Public Deficit: Occurs when public expenditure generated by state action outweighs public revenue.

Fiscal Policy: The set of decisions taken by the government on tax and public spending levels to influence aggregate demand and, in turn, production, employment, and the general price level.

Expansionary Fiscal Policy: Its aim is to increase aggregate demand to increase production and employment rates, though it can generate a negative effect on price growth. The key variables the government uses to execute fiscal policy are public spending and taxes. Expansionary policy occurs when taxes are lowered, public spending is increased, or both measures are implemented simultaneously. Both raise the overall demand for goods and services: Da = C + GP + I + (XM).

Restrictive Fiscal Policy: Aims at halting the expansion of aggregate demand, which makes sense when reducing inflation is a priority. This can stifle non-economic growth and helps reduce the public deficit. In this case, the government increases taxes, reduces public expenditure, or uses both measures at once. Thus, the components of consumption and investment decline, and with them the aggregate demand. This will cause a decrease in production, employment, and the general price level.

Economic Schools' Positions on Fiscal Policy

Monetarists: Followers of the classical school, they defend the market's invisible hand as the most efficient allocator of resources.

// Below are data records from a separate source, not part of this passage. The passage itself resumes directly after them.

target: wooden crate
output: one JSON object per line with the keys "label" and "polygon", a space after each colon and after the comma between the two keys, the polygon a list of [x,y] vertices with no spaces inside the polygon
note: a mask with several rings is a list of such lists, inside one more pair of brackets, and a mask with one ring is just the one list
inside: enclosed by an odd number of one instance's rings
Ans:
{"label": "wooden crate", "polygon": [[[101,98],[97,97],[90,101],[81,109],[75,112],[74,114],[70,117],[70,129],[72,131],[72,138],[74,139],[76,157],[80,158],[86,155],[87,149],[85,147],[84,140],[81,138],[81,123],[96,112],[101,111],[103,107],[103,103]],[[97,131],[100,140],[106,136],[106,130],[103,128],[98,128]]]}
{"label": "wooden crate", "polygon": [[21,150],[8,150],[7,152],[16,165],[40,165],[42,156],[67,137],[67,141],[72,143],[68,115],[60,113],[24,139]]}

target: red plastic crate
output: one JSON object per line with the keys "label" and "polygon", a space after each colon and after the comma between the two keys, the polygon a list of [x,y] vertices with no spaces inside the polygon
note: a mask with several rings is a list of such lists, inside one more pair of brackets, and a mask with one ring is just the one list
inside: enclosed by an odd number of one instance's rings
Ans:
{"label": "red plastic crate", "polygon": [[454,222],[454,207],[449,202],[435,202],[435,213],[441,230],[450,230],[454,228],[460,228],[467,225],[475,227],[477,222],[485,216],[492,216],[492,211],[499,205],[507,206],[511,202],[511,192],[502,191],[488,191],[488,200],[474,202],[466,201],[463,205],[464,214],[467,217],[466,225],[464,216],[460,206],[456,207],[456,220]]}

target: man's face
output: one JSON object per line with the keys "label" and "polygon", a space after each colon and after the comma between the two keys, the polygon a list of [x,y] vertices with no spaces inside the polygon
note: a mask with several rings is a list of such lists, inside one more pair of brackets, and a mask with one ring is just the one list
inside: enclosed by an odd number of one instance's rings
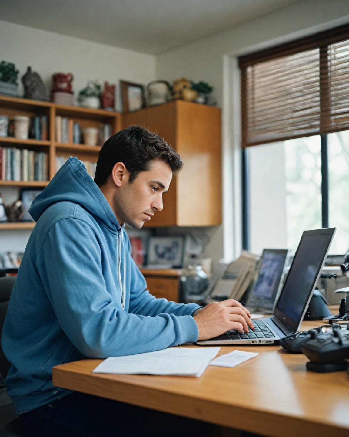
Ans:
{"label": "man's face", "polygon": [[171,167],[162,160],[154,160],[150,170],[142,171],[129,183],[127,172],[124,182],[114,198],[114,209],[120,224],[127,223],[140,229],[155,211],[162,209],[162,194],[168,190],[172,177]]}

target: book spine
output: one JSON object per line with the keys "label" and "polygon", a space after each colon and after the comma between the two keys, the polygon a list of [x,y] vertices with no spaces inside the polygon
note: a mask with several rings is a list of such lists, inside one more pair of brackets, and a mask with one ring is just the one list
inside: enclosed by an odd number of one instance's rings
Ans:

They believe that state intervention distorts efficiency. Therefore, they propose reducing state intervention in the economy. If intervention is necessary:

  • They defend a balanced budget, doubting the role of fiscal policy in controlling aggregate demand.
  • They attach greater importance to the use of monetary policy.
  • They recognize that the budget influences the allocation of resources, determining what part of the national income is spent on the public sector versus the private sector.

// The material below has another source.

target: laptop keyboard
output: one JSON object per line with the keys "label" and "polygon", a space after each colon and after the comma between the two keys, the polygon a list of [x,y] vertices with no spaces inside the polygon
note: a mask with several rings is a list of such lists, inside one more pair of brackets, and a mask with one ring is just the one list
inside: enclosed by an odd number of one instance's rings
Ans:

Keynesian Economists: They consider fiscal policy the main instrument responsible for controlling aggregate demand and achieving economic growth and job creation. Monetary policies in times of deep depression cannot stimulate aggregate demand. Therefore, it becomes necessary for expansionary fiscal policy to drive economic growth through increased public spending. This justifies the use of the public deficit as a driver of economic activity. Keynesians believe politics should be used to balance the economy, not the budget.